In 1989 and in early 1990, all the Old English texts in the Helsinki Corpus were proofread by comparing them to the printed editions of the texts. A fair number of discrepancies were found; it was, however, impossible to decide whether they were due to typing errors or due to the fact that the Dictionary of Old English staff had consulted copies of the original manuscripts, and, in a couple of cases, had used editions that were not available to us. This problem was partly solved through correspondence with the Dictionary of Old English staff; moreover, Matti Kilpiö spent the Easter of 1990 in Toronto checking some of the queries. The remaining checks were kindly carried out by Robert Stanton from the Dictionary of Old English.

New discrepancies have been found since then: the normal procedure has been to add "our comment" to such divergent cases to ensure that the user of the Helsinki Corpus is made aware of the difference between the Helsinki Corpus text and the edition available in the Helsinki Corpus files.

Notes

[a] See also http://quod.lib.umich.edu/o/oec/ and http://www.doe.utoronto.ca/.

References

Amos, Ashley Crandell 1980. Linguistic means of determining the dates of Old English literary texts.
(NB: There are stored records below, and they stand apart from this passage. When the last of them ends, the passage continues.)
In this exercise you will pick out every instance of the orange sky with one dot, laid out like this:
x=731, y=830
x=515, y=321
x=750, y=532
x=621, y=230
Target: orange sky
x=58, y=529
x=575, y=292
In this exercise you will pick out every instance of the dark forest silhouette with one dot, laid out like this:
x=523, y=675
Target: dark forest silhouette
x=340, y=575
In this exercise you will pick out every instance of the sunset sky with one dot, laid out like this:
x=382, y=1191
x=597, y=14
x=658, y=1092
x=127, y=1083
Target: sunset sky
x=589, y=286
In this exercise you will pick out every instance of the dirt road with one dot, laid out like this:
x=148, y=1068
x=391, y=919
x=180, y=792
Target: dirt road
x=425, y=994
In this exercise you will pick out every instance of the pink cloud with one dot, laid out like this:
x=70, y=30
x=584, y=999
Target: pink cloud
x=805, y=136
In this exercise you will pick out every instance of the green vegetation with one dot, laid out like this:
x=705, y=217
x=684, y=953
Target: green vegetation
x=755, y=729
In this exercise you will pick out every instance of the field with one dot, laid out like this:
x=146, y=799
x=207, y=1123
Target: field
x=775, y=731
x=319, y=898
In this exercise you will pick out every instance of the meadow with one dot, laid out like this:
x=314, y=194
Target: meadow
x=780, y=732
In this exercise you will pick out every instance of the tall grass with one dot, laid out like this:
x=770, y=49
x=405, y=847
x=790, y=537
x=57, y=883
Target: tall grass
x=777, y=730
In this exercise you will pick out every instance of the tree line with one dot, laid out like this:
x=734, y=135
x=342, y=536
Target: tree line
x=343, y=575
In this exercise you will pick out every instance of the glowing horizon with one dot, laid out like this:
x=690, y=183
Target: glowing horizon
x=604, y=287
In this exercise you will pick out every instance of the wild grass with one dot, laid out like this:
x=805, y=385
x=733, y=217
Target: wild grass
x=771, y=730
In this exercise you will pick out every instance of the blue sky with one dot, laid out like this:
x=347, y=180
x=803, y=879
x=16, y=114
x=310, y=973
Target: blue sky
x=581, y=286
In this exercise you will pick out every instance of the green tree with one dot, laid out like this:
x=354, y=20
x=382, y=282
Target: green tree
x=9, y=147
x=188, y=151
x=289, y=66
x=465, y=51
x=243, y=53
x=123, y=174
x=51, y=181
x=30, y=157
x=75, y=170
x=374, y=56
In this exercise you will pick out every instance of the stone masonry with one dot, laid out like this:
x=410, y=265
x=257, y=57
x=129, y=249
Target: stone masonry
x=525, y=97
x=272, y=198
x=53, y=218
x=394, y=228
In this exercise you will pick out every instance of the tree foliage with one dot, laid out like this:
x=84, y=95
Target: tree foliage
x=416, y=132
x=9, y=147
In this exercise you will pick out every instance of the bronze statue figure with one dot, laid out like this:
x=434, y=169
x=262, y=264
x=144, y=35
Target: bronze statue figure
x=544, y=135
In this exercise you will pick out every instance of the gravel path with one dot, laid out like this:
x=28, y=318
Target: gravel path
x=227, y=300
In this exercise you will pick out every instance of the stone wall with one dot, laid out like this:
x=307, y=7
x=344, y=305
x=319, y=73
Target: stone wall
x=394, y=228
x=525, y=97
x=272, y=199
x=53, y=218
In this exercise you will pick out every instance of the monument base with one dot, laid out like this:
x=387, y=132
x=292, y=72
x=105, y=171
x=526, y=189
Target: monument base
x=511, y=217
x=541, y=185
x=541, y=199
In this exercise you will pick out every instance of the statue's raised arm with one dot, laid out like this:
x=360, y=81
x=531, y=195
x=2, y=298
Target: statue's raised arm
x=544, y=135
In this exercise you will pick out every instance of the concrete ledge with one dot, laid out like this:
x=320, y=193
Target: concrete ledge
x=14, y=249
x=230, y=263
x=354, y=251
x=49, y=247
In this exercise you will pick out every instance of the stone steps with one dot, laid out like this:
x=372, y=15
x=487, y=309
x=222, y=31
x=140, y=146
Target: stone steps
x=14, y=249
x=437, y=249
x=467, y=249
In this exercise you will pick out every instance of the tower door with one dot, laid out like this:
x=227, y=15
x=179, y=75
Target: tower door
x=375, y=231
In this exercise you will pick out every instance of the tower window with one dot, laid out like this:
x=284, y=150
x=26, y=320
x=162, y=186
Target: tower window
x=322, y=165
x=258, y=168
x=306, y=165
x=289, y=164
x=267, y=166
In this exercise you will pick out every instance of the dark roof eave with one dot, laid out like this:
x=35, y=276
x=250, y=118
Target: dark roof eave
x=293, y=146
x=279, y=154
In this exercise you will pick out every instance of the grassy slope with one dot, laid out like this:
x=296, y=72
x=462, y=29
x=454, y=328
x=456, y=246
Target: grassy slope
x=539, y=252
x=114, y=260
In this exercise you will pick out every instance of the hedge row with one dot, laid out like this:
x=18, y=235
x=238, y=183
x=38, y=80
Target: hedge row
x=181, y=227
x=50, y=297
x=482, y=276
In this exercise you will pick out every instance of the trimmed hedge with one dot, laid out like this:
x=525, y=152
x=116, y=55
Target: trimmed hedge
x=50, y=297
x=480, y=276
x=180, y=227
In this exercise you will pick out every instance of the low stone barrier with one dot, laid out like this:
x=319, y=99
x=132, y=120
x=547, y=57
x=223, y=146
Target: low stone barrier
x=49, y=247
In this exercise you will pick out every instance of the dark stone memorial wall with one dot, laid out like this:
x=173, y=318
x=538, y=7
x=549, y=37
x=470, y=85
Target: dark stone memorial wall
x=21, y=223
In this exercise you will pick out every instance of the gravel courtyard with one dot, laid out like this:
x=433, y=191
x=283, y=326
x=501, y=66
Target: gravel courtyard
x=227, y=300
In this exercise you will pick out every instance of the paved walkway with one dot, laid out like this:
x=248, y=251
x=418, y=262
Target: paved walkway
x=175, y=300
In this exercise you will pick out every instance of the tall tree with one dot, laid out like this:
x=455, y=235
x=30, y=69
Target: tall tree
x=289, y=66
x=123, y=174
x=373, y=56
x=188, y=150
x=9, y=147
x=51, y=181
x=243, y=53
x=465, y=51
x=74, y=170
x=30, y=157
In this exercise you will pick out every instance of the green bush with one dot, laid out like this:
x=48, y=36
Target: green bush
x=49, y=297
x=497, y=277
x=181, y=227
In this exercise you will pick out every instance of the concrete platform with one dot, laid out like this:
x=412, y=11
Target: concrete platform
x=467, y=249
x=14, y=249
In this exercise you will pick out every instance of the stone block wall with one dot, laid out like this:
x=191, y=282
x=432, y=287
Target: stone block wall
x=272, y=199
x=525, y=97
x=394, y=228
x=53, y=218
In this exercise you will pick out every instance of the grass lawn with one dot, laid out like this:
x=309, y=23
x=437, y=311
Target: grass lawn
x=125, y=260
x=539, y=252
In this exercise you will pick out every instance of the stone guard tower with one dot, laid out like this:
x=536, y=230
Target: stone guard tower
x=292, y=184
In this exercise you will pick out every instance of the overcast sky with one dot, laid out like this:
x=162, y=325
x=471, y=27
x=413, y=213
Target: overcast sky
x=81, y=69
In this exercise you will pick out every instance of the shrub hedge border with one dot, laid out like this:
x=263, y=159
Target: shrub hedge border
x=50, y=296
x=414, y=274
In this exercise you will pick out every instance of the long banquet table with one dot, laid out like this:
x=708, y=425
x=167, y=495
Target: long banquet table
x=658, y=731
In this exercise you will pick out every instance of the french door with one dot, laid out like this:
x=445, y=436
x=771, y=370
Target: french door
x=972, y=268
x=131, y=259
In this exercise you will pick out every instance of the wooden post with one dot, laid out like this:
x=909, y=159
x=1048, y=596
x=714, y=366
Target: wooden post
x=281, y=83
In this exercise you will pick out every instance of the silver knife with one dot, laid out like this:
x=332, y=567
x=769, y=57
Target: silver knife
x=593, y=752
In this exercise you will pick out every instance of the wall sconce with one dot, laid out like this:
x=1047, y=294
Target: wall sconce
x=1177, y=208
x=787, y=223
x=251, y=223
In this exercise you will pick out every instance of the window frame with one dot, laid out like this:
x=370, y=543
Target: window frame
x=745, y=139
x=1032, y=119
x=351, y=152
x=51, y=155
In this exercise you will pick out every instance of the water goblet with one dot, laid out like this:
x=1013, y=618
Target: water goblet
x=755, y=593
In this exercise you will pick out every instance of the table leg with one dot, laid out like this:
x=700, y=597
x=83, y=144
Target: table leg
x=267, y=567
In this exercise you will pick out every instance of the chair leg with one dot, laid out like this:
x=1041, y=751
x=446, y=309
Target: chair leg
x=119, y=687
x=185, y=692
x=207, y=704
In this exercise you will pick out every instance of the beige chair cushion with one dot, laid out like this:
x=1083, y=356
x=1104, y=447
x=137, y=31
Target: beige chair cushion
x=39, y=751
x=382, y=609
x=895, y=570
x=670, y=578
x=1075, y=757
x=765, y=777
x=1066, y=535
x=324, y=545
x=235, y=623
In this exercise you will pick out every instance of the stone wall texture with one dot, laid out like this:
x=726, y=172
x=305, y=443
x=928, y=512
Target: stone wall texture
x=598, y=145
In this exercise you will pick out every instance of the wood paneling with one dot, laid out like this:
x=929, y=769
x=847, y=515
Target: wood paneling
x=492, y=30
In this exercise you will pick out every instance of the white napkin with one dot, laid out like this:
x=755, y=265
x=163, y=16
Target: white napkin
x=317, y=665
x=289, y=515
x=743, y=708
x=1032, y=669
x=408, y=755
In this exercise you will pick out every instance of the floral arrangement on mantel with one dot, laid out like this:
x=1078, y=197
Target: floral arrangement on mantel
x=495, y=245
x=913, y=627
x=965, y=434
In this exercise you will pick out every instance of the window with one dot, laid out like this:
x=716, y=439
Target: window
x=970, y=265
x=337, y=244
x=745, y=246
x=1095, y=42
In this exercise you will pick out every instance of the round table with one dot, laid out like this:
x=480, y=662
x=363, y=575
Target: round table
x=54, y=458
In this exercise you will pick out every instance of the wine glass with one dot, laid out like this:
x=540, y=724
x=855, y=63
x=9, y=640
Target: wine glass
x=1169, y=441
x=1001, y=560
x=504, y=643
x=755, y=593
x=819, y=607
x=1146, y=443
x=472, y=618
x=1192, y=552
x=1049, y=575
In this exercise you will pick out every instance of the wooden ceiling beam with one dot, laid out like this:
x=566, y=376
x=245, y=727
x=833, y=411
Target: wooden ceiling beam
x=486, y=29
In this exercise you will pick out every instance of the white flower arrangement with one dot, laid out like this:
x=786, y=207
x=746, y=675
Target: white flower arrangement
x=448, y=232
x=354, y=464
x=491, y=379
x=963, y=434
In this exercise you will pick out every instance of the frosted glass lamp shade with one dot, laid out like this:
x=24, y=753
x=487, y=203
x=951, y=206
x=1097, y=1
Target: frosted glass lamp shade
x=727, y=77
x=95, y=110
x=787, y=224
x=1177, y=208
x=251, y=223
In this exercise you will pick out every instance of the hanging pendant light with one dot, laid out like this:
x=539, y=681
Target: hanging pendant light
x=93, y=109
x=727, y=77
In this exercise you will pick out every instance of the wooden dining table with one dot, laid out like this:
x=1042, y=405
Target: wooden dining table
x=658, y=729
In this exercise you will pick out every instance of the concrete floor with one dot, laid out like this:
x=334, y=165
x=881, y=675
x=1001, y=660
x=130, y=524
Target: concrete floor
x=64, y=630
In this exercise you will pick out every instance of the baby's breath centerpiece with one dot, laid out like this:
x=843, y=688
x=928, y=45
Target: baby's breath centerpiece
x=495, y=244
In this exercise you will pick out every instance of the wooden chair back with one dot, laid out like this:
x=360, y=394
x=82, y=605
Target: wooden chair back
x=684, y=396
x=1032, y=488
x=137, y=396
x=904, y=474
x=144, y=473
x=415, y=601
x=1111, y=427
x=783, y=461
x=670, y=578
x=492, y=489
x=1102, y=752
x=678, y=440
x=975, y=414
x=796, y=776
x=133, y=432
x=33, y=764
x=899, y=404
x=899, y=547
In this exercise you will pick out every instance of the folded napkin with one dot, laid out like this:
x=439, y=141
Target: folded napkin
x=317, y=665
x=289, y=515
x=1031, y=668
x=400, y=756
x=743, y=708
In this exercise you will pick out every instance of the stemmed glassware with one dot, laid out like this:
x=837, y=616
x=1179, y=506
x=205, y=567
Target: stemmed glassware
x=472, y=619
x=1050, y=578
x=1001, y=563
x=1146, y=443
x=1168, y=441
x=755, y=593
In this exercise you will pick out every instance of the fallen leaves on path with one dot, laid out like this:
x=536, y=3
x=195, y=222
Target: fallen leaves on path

Cambridge, MA: Medieval Academy of America.

Healey, Antonette diPaolo - Richard L. Venezky 1980. A microfiche concordance to Old English. (Publications of the Dictionary of Old English 1.) Toronto: The Pontifical Institute of Mediaeval Studies.

Nichols, Ann Eljenholm 1964. "Awendan: A note on Ælfric's vocabulary", Journal of English and Germanic Philology 63: 7-13.

Rissanen, Matti 1992. "Computers are useful - for aught I know", in: Fran Colman (ed.), Evidence for Old English (Edinburgh Studies in the English Language 2.), 155-168.

Venezky, Richard L. - Sharon Butler 1985. A microfiche concordance to Old English: The high-frequency words. (Publications of the Dictionary of Old English 2.) Toronto: The Pontifical Institute of Mediaeval Studies.

Wrenn, Charles Leslie 1967 [1980]. A study of Old English literature. London: Harrap.